I read in sci.electronics.design that Wayne <
[email protected]>
wrote (in said:
The resistor is in series with the capacitor and the signal gen is
across one lead of the capacitor and one lead of the resistor. In other
word, if they were both resistors it would be a voltage divider. The
resistor or the capacitor can be ground.
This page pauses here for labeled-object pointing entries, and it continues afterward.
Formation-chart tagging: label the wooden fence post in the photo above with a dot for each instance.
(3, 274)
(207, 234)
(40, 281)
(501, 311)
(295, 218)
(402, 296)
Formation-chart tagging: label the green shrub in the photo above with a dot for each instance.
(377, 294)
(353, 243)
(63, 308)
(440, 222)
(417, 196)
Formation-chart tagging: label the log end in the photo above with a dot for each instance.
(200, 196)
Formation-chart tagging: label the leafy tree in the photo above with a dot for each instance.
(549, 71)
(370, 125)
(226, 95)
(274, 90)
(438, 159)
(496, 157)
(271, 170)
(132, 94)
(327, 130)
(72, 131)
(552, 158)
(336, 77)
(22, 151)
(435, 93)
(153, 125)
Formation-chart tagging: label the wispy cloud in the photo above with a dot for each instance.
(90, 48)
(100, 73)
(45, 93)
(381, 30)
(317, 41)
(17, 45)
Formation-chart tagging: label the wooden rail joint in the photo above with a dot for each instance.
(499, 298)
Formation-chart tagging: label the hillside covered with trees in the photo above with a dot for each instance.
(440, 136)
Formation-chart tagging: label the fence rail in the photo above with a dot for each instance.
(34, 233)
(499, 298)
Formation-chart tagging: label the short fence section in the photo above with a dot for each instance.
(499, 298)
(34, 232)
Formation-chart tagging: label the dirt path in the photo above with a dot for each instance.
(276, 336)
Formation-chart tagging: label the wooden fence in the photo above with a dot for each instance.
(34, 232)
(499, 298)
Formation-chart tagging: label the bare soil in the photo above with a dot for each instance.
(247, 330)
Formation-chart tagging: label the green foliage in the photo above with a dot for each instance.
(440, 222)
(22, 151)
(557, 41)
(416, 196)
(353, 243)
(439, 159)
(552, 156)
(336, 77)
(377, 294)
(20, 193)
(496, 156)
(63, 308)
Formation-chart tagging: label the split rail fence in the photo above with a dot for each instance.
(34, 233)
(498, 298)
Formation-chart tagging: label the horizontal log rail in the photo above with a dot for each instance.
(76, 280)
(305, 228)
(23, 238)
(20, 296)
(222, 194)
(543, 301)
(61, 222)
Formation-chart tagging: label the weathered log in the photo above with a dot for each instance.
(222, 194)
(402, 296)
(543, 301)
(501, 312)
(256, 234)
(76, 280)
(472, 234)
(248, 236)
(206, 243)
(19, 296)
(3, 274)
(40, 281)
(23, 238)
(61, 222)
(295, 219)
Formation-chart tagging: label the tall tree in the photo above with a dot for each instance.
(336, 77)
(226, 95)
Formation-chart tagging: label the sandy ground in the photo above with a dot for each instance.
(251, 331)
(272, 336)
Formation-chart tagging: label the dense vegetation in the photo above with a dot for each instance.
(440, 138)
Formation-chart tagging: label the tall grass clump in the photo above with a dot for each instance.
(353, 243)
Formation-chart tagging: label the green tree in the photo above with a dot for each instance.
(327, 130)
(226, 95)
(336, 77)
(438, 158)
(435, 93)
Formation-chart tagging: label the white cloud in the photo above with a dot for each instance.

Forgive me for asking a dumb
question but why are V_c^2 + V_r^2 = V_s^2 to the power of 2?
Because the two voltages have a phase difference of 90 degrees (or, in
practice, very nearly; the capacitor won't be perfectly loss-free).
If this
was a voltage divider then you would have V?=Vs(R/R+Rc)?
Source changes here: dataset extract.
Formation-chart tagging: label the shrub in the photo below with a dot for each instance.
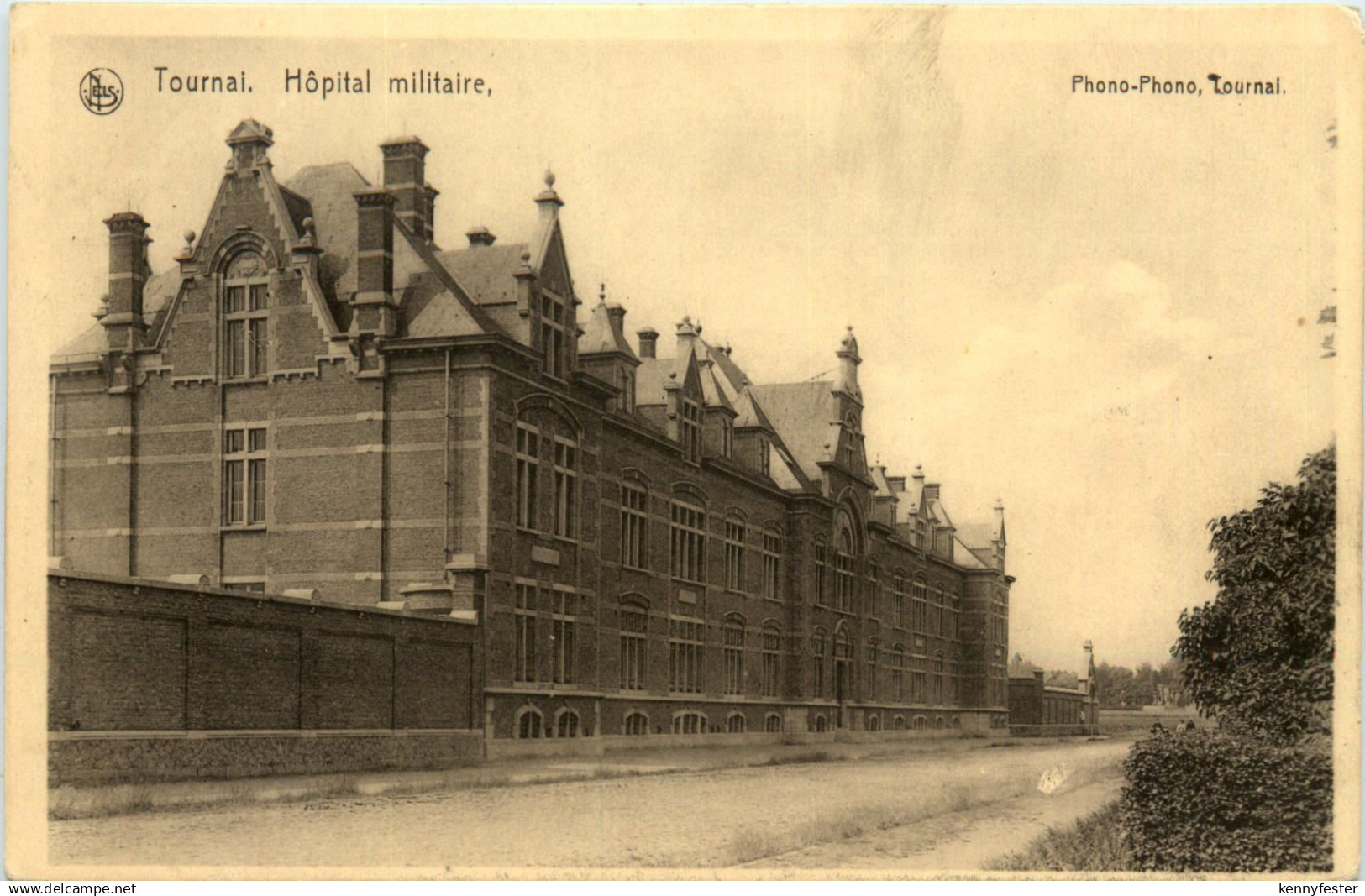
(1210, 801)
In method 2 could you give me an example with the following figures?
Vs=10v p-p
Vr=4v p-p
Phase = 45deg (with respect Vs)
It's helpful to use a 'phasor diagram' to see what is going on. The
current I is in phase with the voltage across the resistor, and the
voltage across the capacitor is at 90 degrees to the current. So our
diagram is (*use Courier font*):
/|
/ |
/ |
/ |
Vs = 10 / |
/ | Vc =?
/ |
/ |
/ |
/ 45 |
/__________| ----------> Current I
Vr = 4 V
Now, I hope you can see that this is not, in theory, possible. The angle
at the apex of the triangle must be 45 degrees as well and the triangle
must be isosceles. So Vc must be 4 V as well, and then by Pythagoras
(which is the same as the squared values in Tim's equation), Vs =
sqrt(4^2 + 4^2) = sqrt(32) = 5.66 V.
One practical explanation, if your figures are correct, is that the
capacitor is very lossy, thus having a lot of resistance of its own.
This add to the horizontal side of the triangle (without altering the 4
V across the resistor). Another 3.07 V brings the figure right. The Vc
must also be 7.02 V, of course, because of the 45 degrees. We then get
by Pythagoras, Vs = sqrt(7.07^2 + 7.07^2) = sqrt(100) = 10.
It's a very poor capacitor if this is true. There are other
possibilities. What frequency are you working at and what are the
resistor and capacitor values? Have you actually measured 10 V at the
signal generator, or is that just what the output control says? If the
signal generator source impedance isn't very much smaller than the
impedance of your RC circuit, the Vs value will be way off, indeed it
may well be 5.66 V!